Élections 2026 : une bataille électorale ouverte dans la circonscription d’Anfa, au cœur de Casablanca

La circonscription d'Anfa, l'une des huit zones électorales majeures de la préfecture de Casablanca, se prépare à une compétition électorale particulièrement intense en vue des élections de 2026. Malgré sa taille relativement modeste au sein de la capitale économique, cette circonscription est le théâtre d'une rivalité accrue, s'agissant du cœur névralgique de la ville. L'enjeu est de taille, puisque quatre sièges parlementaires y sont à pourvoir, chacun d'entre eux étant âprement disputé.

Anfa se distingue en effet comme un pôle économique majeur, abritant le centre financier de Casablanca ainsi que des marchés commerciaux emblématiques tels que Derb Omar, Derb Ghallef et le Morocco Mall. À cela s'ajoute une dimension touristique significative, incarnée par la corniche d'Aïn Diab et ses nombreux établissements hôteliers. Cette concentration d'intérêts et d'activités confère à l'obtention d'un mandat parlementaire dans cette zone une difficulté singulière.

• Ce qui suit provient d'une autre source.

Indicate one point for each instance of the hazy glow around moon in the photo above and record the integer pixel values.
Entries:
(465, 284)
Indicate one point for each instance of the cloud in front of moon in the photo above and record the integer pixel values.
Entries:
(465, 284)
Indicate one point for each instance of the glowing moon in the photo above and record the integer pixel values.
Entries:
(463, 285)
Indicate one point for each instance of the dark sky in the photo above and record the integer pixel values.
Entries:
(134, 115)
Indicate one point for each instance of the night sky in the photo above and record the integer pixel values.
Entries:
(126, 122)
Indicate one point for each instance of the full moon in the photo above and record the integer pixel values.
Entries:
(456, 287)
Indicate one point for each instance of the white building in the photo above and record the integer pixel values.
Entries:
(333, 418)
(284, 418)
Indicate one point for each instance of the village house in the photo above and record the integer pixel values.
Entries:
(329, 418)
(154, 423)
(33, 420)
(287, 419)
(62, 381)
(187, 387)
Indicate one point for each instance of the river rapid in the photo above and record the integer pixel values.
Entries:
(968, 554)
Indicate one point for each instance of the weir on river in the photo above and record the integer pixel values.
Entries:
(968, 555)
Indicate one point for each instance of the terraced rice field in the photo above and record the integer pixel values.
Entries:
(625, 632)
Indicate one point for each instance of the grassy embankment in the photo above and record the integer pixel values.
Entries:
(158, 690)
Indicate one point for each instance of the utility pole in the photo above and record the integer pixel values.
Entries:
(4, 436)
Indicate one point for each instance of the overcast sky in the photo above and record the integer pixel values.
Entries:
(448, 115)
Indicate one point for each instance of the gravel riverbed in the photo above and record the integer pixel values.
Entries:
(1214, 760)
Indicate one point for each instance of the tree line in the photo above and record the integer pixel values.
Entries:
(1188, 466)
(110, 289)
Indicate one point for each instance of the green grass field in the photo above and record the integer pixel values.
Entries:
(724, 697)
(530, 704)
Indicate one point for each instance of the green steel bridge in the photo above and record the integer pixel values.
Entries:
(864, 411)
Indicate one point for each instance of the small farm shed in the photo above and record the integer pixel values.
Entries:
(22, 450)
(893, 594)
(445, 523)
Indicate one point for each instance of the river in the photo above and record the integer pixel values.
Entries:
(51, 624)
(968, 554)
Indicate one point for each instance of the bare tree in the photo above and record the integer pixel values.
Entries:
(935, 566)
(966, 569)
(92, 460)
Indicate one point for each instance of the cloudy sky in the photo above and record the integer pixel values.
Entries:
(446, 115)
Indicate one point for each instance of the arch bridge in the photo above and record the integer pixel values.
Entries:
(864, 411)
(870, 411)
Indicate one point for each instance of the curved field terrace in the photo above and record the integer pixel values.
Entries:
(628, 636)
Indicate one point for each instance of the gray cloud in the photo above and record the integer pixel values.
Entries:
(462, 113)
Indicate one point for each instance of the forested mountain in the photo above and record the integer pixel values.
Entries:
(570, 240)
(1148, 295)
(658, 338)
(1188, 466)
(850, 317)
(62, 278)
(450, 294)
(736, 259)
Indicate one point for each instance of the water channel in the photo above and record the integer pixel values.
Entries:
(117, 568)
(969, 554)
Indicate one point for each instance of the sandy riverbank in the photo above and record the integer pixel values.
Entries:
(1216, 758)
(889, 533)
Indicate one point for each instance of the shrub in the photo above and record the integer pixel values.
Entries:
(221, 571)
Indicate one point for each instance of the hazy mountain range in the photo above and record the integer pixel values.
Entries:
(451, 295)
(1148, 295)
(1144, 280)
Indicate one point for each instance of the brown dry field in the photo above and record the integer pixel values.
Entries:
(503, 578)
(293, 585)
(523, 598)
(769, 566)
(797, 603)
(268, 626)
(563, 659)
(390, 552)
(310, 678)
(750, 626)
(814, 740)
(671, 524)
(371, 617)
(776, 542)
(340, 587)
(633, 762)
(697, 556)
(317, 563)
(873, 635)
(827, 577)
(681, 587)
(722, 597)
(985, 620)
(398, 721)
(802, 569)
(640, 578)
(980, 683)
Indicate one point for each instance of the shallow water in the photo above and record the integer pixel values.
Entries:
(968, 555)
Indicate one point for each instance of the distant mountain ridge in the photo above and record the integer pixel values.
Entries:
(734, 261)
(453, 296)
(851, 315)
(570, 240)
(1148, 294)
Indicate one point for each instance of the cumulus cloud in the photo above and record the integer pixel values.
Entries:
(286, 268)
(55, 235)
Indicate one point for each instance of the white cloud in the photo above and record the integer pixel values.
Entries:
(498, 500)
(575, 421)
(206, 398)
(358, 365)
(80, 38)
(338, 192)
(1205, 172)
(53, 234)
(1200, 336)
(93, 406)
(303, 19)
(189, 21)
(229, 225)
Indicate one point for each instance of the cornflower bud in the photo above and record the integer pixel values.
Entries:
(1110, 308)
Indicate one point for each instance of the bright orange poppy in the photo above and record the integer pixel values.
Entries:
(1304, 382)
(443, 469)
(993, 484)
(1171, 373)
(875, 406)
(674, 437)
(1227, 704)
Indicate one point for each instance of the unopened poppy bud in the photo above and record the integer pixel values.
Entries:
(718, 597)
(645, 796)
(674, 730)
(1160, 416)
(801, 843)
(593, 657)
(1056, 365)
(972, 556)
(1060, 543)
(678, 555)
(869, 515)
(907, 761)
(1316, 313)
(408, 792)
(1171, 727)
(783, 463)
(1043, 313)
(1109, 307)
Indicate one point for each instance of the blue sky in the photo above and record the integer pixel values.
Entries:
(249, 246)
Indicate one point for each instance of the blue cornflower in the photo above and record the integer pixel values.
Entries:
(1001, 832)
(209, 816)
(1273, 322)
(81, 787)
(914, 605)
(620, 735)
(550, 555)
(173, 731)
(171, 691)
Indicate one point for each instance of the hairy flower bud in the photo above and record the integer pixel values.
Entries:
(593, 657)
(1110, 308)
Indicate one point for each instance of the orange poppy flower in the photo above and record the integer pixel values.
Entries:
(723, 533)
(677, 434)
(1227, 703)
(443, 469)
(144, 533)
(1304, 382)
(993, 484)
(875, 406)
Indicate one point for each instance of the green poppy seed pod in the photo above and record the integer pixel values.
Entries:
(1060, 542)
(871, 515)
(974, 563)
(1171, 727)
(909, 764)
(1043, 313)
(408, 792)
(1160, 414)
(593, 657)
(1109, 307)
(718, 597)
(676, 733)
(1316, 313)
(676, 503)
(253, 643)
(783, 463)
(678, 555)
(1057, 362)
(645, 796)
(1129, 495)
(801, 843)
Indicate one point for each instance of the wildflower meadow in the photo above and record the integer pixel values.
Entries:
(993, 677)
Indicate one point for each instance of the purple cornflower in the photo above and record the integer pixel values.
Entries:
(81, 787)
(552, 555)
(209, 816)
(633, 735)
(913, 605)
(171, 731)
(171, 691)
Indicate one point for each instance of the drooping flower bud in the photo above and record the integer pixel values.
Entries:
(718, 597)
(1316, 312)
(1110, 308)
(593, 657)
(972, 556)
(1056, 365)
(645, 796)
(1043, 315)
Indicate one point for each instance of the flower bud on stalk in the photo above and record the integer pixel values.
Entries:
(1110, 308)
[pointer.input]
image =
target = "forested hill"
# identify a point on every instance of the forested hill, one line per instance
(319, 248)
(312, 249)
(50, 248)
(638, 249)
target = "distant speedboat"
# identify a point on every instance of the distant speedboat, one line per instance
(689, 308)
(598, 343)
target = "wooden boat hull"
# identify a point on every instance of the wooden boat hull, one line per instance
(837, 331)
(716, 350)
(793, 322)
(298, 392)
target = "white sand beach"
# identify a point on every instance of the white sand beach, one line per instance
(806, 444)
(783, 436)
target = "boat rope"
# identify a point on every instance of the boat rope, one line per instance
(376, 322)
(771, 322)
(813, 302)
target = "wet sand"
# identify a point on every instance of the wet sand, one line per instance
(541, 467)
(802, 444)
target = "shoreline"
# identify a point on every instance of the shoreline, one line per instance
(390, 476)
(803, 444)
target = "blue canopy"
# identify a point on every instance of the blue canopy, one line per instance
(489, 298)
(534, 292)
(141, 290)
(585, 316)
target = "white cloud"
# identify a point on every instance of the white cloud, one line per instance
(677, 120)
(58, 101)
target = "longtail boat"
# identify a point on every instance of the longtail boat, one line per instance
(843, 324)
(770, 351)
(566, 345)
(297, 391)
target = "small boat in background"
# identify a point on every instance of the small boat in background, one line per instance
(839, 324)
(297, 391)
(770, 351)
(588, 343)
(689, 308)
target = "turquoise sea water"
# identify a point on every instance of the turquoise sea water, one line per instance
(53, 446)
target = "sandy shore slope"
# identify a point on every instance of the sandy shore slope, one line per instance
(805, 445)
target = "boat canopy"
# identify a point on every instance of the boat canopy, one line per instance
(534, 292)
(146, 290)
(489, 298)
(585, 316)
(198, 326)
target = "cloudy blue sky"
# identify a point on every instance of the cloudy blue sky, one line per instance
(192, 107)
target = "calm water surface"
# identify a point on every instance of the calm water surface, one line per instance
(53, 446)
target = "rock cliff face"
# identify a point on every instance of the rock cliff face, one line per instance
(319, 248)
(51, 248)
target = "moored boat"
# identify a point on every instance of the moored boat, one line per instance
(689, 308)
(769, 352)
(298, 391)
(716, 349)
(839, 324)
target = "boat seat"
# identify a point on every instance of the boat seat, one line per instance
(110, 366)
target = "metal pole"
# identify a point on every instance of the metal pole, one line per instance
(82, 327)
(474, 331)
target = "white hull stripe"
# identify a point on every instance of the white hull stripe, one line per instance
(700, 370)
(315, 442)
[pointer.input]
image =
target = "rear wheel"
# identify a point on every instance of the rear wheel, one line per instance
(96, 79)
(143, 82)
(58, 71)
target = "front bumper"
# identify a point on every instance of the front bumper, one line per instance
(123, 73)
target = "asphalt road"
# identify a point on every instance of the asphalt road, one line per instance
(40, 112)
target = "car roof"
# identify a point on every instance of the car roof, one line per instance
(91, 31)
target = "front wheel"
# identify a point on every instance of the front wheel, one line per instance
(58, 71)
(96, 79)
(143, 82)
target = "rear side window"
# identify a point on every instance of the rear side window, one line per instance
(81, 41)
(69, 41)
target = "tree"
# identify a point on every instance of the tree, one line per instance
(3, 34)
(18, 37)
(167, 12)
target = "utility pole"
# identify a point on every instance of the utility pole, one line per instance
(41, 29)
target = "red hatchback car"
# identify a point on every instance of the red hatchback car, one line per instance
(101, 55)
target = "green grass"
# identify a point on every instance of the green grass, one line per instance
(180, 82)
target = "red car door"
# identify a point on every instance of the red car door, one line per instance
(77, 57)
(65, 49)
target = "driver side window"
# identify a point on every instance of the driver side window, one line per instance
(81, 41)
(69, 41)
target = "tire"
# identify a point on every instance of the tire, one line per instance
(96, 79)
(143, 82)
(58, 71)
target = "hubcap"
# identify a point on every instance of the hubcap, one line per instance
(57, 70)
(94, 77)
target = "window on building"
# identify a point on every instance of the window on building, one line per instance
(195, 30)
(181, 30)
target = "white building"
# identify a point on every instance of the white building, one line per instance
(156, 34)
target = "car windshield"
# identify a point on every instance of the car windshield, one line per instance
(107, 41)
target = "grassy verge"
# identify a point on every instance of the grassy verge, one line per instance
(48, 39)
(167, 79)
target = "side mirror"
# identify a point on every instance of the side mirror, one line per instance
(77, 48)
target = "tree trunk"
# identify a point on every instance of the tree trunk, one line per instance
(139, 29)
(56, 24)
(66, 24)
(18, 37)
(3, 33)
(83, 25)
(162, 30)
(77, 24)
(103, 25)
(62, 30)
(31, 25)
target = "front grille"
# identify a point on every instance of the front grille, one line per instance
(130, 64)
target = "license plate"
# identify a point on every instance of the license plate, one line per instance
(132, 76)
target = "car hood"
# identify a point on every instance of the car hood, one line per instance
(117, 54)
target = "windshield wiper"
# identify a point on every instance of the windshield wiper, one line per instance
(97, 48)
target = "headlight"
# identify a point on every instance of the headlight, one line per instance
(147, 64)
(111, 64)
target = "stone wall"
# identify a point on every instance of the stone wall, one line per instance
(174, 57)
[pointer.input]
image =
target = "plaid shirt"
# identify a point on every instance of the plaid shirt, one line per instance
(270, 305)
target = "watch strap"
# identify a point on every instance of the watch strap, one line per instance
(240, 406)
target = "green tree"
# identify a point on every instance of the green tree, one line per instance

Plusieurs facteurs viennent complexifier davantage la donne pour les prochaines échéances. L'opération de relogement des habitants de l'ancienne médina, menée dans le cadre du projet d'aménagement de l'avenue Royale, modifie le paysage démographique et électoral. Parallèlement, l'entrée en scène de nouveaux candidats de poids bouleverse les stratégies établies par les partis politiques et leurs représentants habituels, rendant les calculs traditionnels obsolètes.

L'analyse des précédentes élections, celles du 8 septembre 2021, révèle un profond remaniement des forces politiques. Le Rassemblement National des Indépendants (RNI) a alors réussi à s'imposer, décrochant la première place et inversant la tendance observée lors du scrutin de 2016. Son candidat, Mohamed Chbak, président de l'arrondissement d'Anfa, a obtenu un score significatif de 16 146 voix. Le Parti de l'Istiqlal est arrivé en deuxième position avec 6 139 voix pour Hassan Berkani, tandis que le Parti Authenticité et Modernité (PAM) a obtenu le troisième siège grâce à Saïd Naciri et ses 3 713 voix. Le Parti de la Justice et du Développement (PJD), qui avait remporté deux sièges en 2016, a vu son influence diminuer, n'obtenant qu'un seul siège en 2021 avec Abdessamad Hayker et 2 999 voix. Les formations de gauche, quant à elles, n'ont pas réussi à franchir le seuil d'obtention d'un siège, malgré les efforts du Parti Socialiste Unifié (2 162 voix), de l'Union Socialiste des Forces Populaires (1 707 voix) et de la Fédération de la Gauche Démocratique (1 359 voix).

Ces résultats de 2021 contrastent fortement avec ceux du 7 octobre 2016, qui avaient marqué un tournant avec l'ascension du PJD et la performance notable de la Fédération de la Gauche Démocratique, qui avait alors réussi à faire élire son candidat Mustapha Chennawi. La circonscription d'Anfa a donc connu une évolution rapide de sa carte électorale, témoignant de la volatilité de l'électorat.

En somme, la circonscription de Casablanca-Anfa demeure un champ de bataille politique complexe et dynamique. Les élections de 2026 s'annoncent particulièrement disputées, avec des enjeux économiques et démographiques qui continueront de façonner une compétition intense pour les sièges parlementaires.